Thames Express

Overview
- Service type: Inter-city rail
- Status: Superseded
- Locale: North Island, New Zealand
- First service: 1908
- Last service: 1928
- Current operator(s): New Zealand Railways Department

Route
- Termini: Thames Auckland Railway Station, Auckland City
- Distance travelled: 237 km (147 mi)
- Average journey time: 6 hours, 45 minutes

= Thames Express =

The Thames Express was an express passenger train operated by the New Zealand Railways Department between Auckland and Thames. It ran between 1908 and 1928.

==Introduction==
In the early 20th century, the railways that fanned out from Auckland were isolated from the national network. South of Auckland, apart from commuter services to suburbs and townships near the city, just one dedicated passenger train operated - the Rotorua Express, which only became daily in October 1902. All other passenger services were "mixed" trains that involved one or more passenger carriages being attached to a freight service. In December 1908, just after the opening of the North Island Main Trunk railway connected the Auckland section to the rest of the North Island, the decision was taken to introduce a daily afternoon service south of Auckland to Frankton. This service continued on to Thames, with connecting trains to Cambridge and Waihi, and became known as the Thames Express.

==Operation==
The Thames Express competed directly with the Northern Steamship Company for traffic between Thames and Auckland. Due to the circuitous nature of the railway line, the much more direct water route of the steamships afforded them an inherent advantage. The increased implementation of new A class steam locomotives allowed the express to take 6 hours 45 minutes to complete its 237 km long journey, but this did not gain many passengers from the steamships. Instead, passengers primarily used the Thames Express to travel to intermediate destinations rather than from terminus to terminus. For example, in its day, it provided the quickest transport between Thames and Hamilton.

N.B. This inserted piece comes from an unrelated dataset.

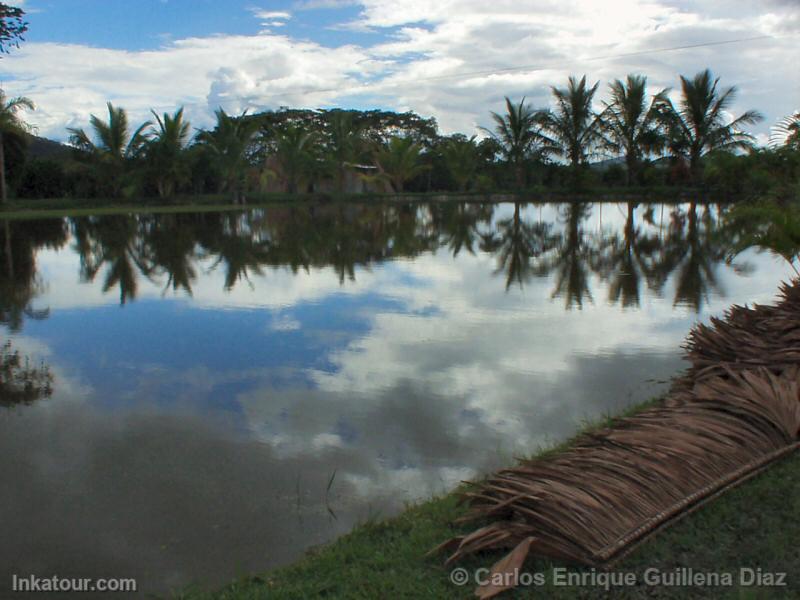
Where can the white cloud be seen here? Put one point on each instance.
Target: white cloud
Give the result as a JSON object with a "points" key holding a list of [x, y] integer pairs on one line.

In 1917, economic difficulties created by the conditions of World War I meant that the Thames and Rotorua Expresses were combined into a single train. They ran together between Auckland and Morrinsville and were then split to operate independently to their destinations. This practice continued until June 1919, when provincial expresses were temporarily cancelled. The Thames Express returned in December 1919 and reverted to operating separately from the Rotorua Express.

==Demise==
In the early 1920s, the Thames Expresss future looked positive as it was supplemented with another passenger service that ran from Thames to Frankton to provide a connection with the Night Limited that ran between Auckland and Wellington. This extra service was sometimes a carriage train hauled by locomotives such as the U^{D} class and sometimes a railcar service employing the experimental Sentinel-Cammell steam railcar. The opening of the East Coast Main Trunk Railway through to the Bay of Plenty in 1928 significantly reduced Thames's importance as a terminus. With the introduction of a direct express to the Bay of Plenty, the Taneatua Express, the Thames Express was superfluous and unnecessary and accordingly ceased to operate. The Night Limited feeder service did not long outlive it, and by 1947, even the mixed trains to Thames had ceased to operate and passenger services to the town were never reinstated in any form.